14.2.4 Malignant Gliomas Are a Neurodegenerative Disease
As detailed above, glutamate release through the system xc- by gliomas leads to excitotoxicity and neuronal death. Neuronal death is a hallmark of neurodegeneration, an umbrella term for diseases that lead to the malfunctioning or loss of neurons. The term “neurodegeneration” is typically applied to Alzheimer’s disease, Parkinson’s disease , Huntington’s disease , amyotrophic lateral sclerosis (ALS) , and trauma/injury to the central nervous system , all diseases which involve a progressive decrease in neuron and synapse counts. While the cause of neuronal loss can be variable, including protein misfolding, protein aggregates , astrogliosis , or loss of antioxidants, the endpoint is the same. Given that malignant gliomas lead to progressive neuronal loss, it too can be considered as a neurodegenerative disease. Appreciating gliomas as a form of neurodegeneration fosters more of a neurocentric approach. Approaching gliomas from a purely oncological perspective, as has historically been the case, does not take into account the unique brain microenvironment and its effects on disease progression.
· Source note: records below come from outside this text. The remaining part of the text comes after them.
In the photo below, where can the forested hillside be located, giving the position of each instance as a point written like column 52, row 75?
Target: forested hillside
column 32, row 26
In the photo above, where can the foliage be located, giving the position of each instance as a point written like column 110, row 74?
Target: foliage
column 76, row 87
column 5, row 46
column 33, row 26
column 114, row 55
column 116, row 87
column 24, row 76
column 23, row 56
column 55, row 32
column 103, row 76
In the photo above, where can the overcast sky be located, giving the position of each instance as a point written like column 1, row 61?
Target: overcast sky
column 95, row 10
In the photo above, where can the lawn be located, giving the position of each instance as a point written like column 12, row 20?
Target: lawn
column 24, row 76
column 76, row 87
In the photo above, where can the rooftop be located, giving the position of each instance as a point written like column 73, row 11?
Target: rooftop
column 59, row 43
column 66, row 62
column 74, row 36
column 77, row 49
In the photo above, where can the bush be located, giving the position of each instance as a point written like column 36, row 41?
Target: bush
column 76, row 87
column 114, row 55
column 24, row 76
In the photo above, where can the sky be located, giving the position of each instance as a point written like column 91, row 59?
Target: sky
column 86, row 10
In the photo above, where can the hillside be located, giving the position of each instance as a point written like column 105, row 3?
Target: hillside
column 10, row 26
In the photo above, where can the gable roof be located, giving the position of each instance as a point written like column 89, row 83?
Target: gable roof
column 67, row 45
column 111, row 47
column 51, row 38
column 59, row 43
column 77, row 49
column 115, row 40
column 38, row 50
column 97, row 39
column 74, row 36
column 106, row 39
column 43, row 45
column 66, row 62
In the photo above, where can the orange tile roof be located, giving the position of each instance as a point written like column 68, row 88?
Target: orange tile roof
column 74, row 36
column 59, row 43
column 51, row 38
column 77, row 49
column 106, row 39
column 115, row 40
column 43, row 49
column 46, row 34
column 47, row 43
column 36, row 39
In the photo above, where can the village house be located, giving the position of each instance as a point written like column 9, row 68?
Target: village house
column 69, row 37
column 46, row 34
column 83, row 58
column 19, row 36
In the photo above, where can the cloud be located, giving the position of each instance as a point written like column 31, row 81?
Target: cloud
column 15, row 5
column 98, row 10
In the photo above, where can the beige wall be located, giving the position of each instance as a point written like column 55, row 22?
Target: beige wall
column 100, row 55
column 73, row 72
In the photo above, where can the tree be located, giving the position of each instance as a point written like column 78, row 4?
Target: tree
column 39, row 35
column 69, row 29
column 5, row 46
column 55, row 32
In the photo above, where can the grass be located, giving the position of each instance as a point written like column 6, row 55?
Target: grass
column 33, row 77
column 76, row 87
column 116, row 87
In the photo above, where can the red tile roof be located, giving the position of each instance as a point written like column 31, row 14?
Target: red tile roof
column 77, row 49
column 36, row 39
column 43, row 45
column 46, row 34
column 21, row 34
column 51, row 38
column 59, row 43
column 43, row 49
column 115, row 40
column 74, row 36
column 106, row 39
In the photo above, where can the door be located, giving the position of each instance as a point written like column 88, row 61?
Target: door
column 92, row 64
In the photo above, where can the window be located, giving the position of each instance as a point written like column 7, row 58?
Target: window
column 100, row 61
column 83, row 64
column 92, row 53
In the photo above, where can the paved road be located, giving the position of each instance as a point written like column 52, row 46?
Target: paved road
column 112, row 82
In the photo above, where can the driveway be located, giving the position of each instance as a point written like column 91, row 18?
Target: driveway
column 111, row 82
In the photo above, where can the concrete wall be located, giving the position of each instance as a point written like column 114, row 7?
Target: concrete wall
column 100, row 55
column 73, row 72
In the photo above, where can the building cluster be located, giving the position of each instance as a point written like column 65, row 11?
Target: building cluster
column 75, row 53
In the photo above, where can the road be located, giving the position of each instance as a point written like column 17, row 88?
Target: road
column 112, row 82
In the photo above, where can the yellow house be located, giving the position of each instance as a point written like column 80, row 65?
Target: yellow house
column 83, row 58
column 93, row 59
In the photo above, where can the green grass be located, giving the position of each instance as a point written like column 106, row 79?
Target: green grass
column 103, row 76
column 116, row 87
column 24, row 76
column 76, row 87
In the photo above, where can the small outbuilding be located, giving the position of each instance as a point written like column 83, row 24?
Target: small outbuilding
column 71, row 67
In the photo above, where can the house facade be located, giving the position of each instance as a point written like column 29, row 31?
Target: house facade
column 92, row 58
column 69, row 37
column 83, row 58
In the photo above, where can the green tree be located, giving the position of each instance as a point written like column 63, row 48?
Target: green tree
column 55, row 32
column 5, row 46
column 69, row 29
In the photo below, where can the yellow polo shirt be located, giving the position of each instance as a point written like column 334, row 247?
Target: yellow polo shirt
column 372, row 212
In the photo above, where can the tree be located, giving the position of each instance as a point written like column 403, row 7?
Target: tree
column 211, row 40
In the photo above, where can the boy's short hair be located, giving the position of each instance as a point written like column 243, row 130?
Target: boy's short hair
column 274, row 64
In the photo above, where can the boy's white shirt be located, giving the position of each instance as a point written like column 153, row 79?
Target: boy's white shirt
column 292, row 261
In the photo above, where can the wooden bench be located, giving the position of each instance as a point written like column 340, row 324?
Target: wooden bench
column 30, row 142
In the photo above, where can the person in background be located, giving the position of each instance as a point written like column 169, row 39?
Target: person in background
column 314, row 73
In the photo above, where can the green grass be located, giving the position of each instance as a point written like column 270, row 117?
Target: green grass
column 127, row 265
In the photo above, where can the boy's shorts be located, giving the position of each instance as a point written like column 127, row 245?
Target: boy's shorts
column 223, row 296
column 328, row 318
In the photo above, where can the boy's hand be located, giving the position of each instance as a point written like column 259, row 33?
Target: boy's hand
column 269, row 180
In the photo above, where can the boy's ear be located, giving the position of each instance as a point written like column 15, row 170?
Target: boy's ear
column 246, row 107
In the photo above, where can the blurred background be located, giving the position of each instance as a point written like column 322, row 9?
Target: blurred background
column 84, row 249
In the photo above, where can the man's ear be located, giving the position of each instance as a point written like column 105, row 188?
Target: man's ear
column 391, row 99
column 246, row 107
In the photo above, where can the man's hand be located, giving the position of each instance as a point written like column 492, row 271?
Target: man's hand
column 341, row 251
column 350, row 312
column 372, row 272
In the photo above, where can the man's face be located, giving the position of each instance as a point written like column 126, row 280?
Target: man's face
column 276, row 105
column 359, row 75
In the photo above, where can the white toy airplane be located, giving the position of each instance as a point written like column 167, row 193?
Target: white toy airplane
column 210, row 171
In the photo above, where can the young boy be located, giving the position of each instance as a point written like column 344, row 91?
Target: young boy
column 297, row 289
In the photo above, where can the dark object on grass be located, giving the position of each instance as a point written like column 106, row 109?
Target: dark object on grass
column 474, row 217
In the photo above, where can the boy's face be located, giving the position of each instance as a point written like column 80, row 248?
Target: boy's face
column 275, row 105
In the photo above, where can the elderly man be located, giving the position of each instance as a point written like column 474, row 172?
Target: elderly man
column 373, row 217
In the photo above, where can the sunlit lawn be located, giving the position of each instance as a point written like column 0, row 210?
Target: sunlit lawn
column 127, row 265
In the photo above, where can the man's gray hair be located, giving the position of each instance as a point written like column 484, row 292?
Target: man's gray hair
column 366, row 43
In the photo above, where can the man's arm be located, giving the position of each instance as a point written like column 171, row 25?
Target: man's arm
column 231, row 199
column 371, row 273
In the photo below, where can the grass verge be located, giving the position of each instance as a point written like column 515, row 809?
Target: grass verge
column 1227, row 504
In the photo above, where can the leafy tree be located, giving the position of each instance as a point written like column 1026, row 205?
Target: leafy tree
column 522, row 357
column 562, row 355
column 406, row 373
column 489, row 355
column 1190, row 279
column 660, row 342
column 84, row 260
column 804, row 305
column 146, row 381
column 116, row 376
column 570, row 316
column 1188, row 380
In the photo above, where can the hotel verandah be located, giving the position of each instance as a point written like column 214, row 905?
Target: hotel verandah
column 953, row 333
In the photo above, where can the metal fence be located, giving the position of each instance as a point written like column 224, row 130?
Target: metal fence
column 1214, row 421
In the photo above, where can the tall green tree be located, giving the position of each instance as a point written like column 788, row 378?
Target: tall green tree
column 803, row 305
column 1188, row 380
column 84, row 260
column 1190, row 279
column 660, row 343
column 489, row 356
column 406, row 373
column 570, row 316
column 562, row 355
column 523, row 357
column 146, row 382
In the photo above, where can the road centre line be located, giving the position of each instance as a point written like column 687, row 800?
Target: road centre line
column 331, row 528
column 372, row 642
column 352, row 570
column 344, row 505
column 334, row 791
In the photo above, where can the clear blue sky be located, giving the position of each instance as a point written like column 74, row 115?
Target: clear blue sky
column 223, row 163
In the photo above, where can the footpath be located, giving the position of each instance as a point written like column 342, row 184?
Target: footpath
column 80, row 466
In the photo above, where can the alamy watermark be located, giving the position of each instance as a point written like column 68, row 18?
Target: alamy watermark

14.2.4.1 Vasculature Disruption in Neurodegeneration
Cerebral vascular abnormalities typify many neurodegenerative diseases , and malignant gliomas certainly meet this criterion. Neurodegeneration, including neuronal loss and deficits in memory and learning, can directly result from poor microvascular circulation secondary to ablation of pericytes, an important component of the neurovascular unit (Bell et al. 2010) . Additionally, mutations in superoxide dismutase 1 (SOD1), which can lead to ALS, cause disruptions in the blood-spinal cord barrier by inducing downregulation of several endothelial tight junction proteins including ZO-1 and occludin (Zhong et al. 2008) . Interestingly, the breakdown of the blood-spinal cord barrier precedes motor neuron loss in the ventral horn that is typical of the disease (Zhong et al. 2008) , suggesting the vascular breakdown plays a causative role in neurodegeneration. Alzheimer’s disease is also associated with disrupted vascular tone as amyloid beta deposits lead to disorganization of vascular smooth muscle cells (Christie et al, 2001). When gliomas are implanted in to mice overexpressing amyloid beta, tumors are less vascularized, demonstrating the inherent antiangiogenic properties of amyloid beta (Paris et al. 2010) . Similar to other neurodegenerative conditions, gliomas are characterized by a malfunctioning blood-brain barrier and poor vascular perfusion. Glioma cells migrate along the vasculature, disrupting native cytoarchitecture, and induce angiogenesis, leading to the growth of leaky and hypo-functional vessels. Dysfunctional vessels may lead to a loss of coupling between neuronal firing and vascular perfusion and yield focal symptoms associated with gliomas.